Strange Weather: Culture, Science, and Technology in the Age of Limits
Who speaks for science in a technologically dominated society? In his latest work of cultural criticism Andrew Ross contends that this question yields no simple or easy answer. In our present technoculture a wide variety of people, both inside and outside the scientific community, have become increasingly vocal in exercising their right to speak about, on behalf of, and often against, science and technology.
Arguing that science can only ever be understood as a social artifact, Strange Weather is a manifesto which calls on cultural critics to abandon their technophobia and contribute to the debates which shape our future.
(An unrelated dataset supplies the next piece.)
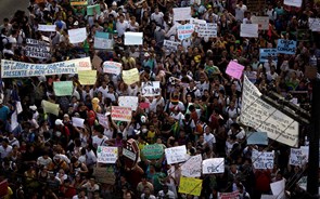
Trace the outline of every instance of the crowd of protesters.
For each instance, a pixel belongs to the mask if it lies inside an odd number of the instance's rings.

Each chapter focuses on an idea, a practice or community that has established an influential presence in our culture: New Age, computer hacking, cyberpunk, futurology, and global warming.
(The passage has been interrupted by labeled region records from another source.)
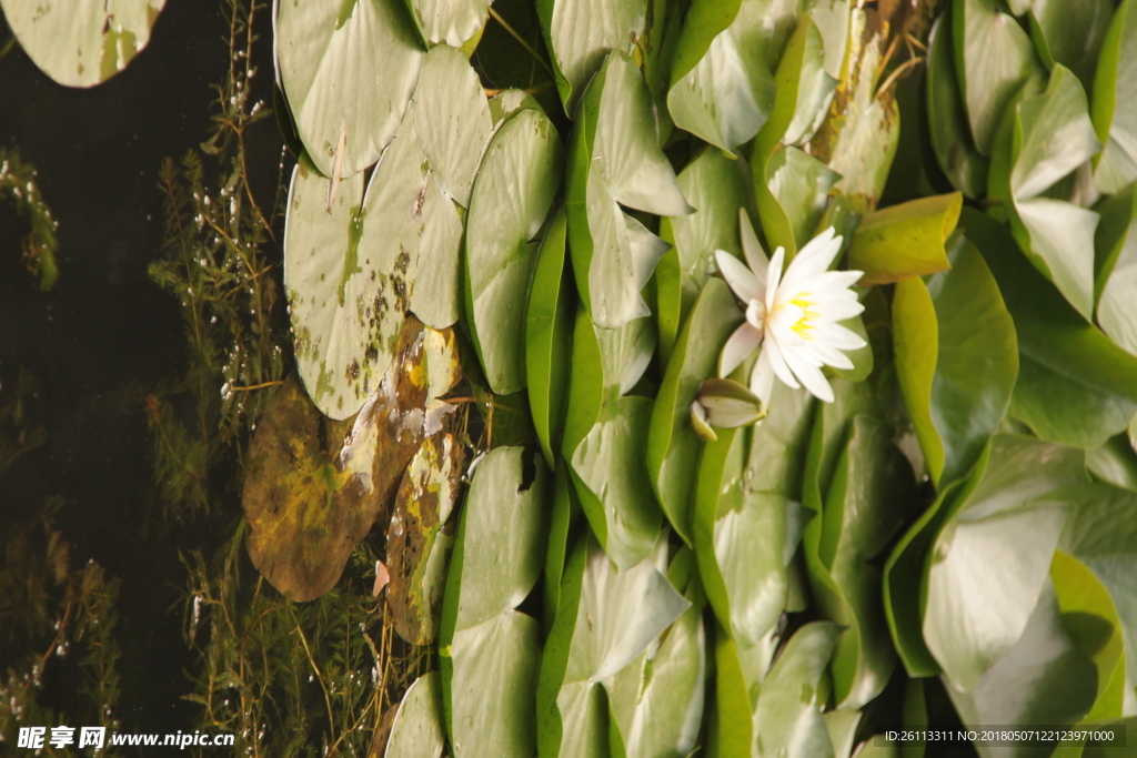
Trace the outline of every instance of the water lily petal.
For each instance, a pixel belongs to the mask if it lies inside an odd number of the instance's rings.
[[[719,355],[719,377],[725,378],[733,373],[761,342],[762,330],[755,328],[749,322],[735,330]]]
[[[762,282],[762,286],[765,288],[770,259],[766,258],[766,251],[758,242],[758,235],[754,233],[754,225],[750,224],[750,216],[746,213],[746,208],[738,209],[738,227],[742,231],[742,255],[746,256],[746,265],[750,267],[754,275]]]
[[[763,408],[770,405],[770,395],[774,392],[774,368],[770,363],[772,351],[769,349],[772,344],[767,343],[766,349],[758,353],[758,359],[754,361],[754,369],[750,372],[750,392],[758,395]]]
[[[774,297],[778,293],[778,283],[781,282],[781,267],[786,260],[786,248],[774,250],[773,258],[770,259],[770,268],[766,269],[766,313],[774,309]]]
[[[742,302],[765,300],[766,289],[741,260],[724,250],[715,250],[715,261],[727,284]]]
[[[804,351],[786,350],[781,355],[794,372],[794,376],[800,380],[806,390],[825,402],[833,401],[833,389],[829,386],[829,382],[825,381],[821,368],[805,360],[806,355]]]
[[[763,341],[762,344],[762,355],[770,353],[769,356],[770,367],[773,368],[774,374],[783,383],[788,384],[789,386],[796,390],[797,388],[800,386],[800,384],[798,384],[797,380],[794,378],[794,372],[791,372],[789,369],[789,366],[786,365],[786,358],[785,356],[782,356],[781,348],[778,347],[778,340],[770,339],[772,336],[773,333],[767,330],[766,339]],[[760,398],[762,397],[757,392],[755,392],[754,394],[757,394]]]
In a book brimming over with intelligence—both human and electronic—Ross examines the state of scientific countercultures in an age when the development of advanced information technologies coexists uneasily with ecological warnings about the perils of unchecked growth. Intended as a contribution to a “green” cultural criticism, Strange Weather is a provocative investigation of the ways in which science is shaping the popular imagination of today, and delimiting the possibilities of tomorrow.
From Publishers Weekly
Ross ( No Respect: Intellectuals and Popular Culture ) delves into the ways in which technocratic elites (military, corporate, scientific) have set the agenda for public opinion and examines the challenges to those elites posed by popular and alternative cultures. He explores groups--such as New Agers and cyberpunk SF purveyors and fans--who have marginalized themselves by choice and by their potential resistance to a techno-fascist future. In elegant prose and carefully worked out thought, Ross shows these groups to be communities of shared interests that encourage participation by all, the mechanisms of "a more radically democratic future." He is not blind, however, to the their limitations, expressing forcefully his objections to the sour dystopias of the cyberpunks and the failure of much eco-futurology to recognize the complexity of the human presence on earth, eliding differences of race, class and gender. The book's other theme, perhaps its most important one, is that science and technology, like economics and politics, are the products of social formations.